実際に、パワーモジュールの異常検知で重要なパラメータとなる温度予測で開発したAI技術を適用し妥当性を確認している。実際に、多数のパワーデバイスやプリント基板、冷却フィンなどから構成されるパワーモジュールについて、開発技術によって自動生成した物理モデルによる温度予測の結果は、3Dモデルを用いた詳細な数値シミュレーションによる温度予測の結果ほぼ同等の高い精度になった。

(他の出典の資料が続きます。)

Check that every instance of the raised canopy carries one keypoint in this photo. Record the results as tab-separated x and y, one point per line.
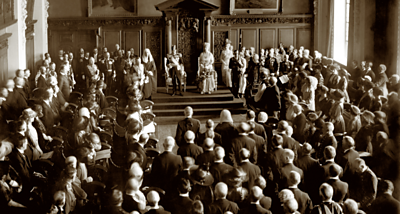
177	4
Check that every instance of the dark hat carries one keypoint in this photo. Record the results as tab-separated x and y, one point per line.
313	116
200	175
355	110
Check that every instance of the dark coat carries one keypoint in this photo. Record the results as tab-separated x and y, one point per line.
261	146
184	126
340	189
22	166
303	200
189	149
165	166
239	142
218	170
63	84
385	203
181	205
41	82
221	206
206	158
252	172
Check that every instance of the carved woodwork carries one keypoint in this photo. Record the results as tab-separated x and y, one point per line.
219	42
149	21
224	20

その一方で計算時間は、詳細数値シミュレーションと比べて自動生成した物理モデルは数千〜数万分の1と極めて短いのでリアルタイムに物理モデルを生成し続けることが可能になる。また、非常に少ないデータ量で物理モデルを生成できるとともに、従来の物理モデルの生成で必要だった機器の寸法や部品の物性データも不要なことも特徴になる。「これら特徴によって、機器運用時に逐次更新して物理モデルの変化を見て、予知保全としての対策を立てられるようになる」(鈴木氏)。

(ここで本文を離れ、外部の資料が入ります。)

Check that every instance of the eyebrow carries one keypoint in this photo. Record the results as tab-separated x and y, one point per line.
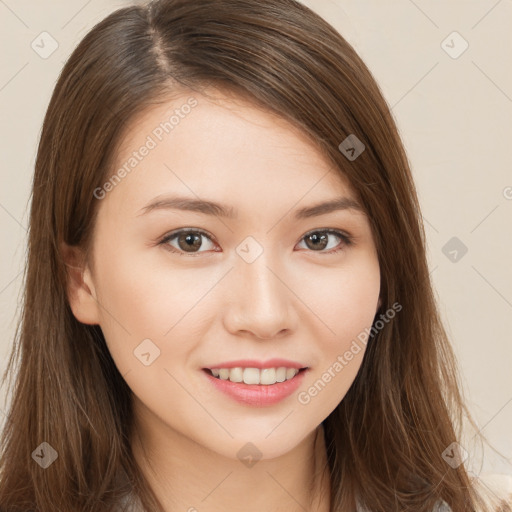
212	208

パワーモジュールの場合であれば、運用1〜10日目のセンサーデータからAIが自動生成した物理モデルと、運用100日目のセンサーデータに基づく物理モデルを比較した場合、冷却器の接触による熱の伝わりやすさを表す「熱伝導B」の係数が減少しているので、対策として冷却器の接触具合を確認するという対策を立てられる。運用200日目のセンサーデータに基づく物理モデルと比較した場合には、「強制空冷」の項が消えて自然空冷の項が新たに出現していることから、ほこりによる冷却ファンの目詰まりを確認するという対策につなげられる。

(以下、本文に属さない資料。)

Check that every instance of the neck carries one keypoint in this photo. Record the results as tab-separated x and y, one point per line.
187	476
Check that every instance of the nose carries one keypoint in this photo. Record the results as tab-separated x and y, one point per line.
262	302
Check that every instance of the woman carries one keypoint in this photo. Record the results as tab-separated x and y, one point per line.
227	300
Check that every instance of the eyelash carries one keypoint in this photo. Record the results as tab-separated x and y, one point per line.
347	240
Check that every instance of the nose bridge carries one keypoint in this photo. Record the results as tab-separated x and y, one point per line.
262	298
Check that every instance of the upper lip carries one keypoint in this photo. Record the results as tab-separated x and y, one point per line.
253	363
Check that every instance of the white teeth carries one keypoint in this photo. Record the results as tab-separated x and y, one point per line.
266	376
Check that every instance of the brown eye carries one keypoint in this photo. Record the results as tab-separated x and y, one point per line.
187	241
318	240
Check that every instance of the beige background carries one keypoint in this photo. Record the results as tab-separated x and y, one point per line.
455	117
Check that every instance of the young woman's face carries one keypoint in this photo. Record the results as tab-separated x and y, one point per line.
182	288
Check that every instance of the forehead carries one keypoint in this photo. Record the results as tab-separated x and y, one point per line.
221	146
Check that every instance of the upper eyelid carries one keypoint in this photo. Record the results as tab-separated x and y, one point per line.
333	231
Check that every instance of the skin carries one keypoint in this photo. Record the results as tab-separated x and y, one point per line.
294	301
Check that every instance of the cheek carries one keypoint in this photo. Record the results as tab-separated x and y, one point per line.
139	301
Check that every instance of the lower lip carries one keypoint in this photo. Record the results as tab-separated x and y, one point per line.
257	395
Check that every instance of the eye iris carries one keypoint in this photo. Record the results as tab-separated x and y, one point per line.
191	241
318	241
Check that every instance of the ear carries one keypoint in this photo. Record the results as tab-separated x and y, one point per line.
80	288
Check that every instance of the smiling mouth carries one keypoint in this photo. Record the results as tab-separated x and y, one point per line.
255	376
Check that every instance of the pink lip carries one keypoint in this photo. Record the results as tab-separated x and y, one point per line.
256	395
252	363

現時点での関数候補DBについては、パワーモジュールへの適用で必要になった熱に関わる関数候補をまとめたものが用意されている。鈴木氏は「冷却ファンによる強制空冷だけでなく、より複雑な系になる自然空冷についても対応可能な充実度を持った関数候補DBになっている」と説明する。振動、摩耗、疲労などの構造系の事象についても、東芝が持つ知見やノウハウ、学会などで共有されてきた知識を組み合わせることで同様の充実度を持つ関数候補DBは構築可能だという。例えば、鈴木氏が熱の関数候補DBを構築するのにかかった時間は「1日+α」(同氏)だったという。
また、今回の開発技術は、3Dモデルを用いたシミュレーションの計算時間を短縮するROM(縮退モデル:Reduced-Order Model)に基づくものであり、3Dシミュレーションの高速化など、予知保全以外への応用展開も期待できそうだ。
なお、新技術の詳細は、オンラインで開催される機械工学の国際学会「IMECE(International Mechanical Engineering Congress)2021」の中で2021年11月5日(日本時間)に発表される予定である。